話がそれてしまった。兎に角この先生ー名前がどうしても出てこないーの授業を一年間受けていて何一つ覚えてないけれど、雑談で出たこのフランス語のお陰で私が持っていた異文化への憧れと興味がいやが上にも掻き立てられたように思う。私が初めての海外旅行にタヒチを選んだのもその時の強烈な体験が尾を引いていたからかもしれない。そして、それが元で今私は海外に住んでいる。人生というのはどこでどう糸が繋がっているかわからないもののようである。
一般に、生徒は味気ない教科書の講義よりも雑談や何気ないとところで発せられる教師の一言にとても興味を持つことがある。そしてそれが後々まで記憶に残ることもある。それがずうっと後になって知らず知らずの間に人生に大きな影響を与えていた、ということもあるだろう。電子高校時代、もう一人とても面白いことを話してくれた先生がいた。その話はまた後でお話したい。
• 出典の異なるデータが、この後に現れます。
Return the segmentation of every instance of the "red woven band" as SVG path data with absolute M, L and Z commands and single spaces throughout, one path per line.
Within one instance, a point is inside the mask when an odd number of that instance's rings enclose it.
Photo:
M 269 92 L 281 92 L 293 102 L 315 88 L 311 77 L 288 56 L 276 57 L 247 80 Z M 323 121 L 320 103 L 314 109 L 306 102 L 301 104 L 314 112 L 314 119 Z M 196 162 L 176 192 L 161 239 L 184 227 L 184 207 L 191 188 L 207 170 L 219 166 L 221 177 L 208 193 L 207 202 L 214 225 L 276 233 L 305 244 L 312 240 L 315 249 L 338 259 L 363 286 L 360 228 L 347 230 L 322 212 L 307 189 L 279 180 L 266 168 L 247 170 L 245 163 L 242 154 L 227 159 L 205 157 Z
地理は蔦先生。この先生も声は低く張りがあった。しかし地学の先生を動、とすると蔦先生は明らかに静。教壇の上をあまり動きまわらず、雑談も皆無。そして声を腹の底から絞り出すようにゆっくり大きな声で話す。背はあまり高くはないが横幅がありがっちりしているからとても貫禄がある。地学の先生がダンスクラブ出身とすると、蔦先生は剣道部が柔道部出身。
その上、顔も強面で視線鋭くきっと人を見据えて話すから、これではうるさい生徒も自然に萎縮してしまうというものである。
あの風貌は一介の教師では収まらない人物、とその時から感じていた。ゆくゆくは校長か公立の教師なら教育長になるような器。いやそれでもまだ足りない。いっそのこともっと時代を遡って鎧兜の似合うどこかの戦国武将が相応しい。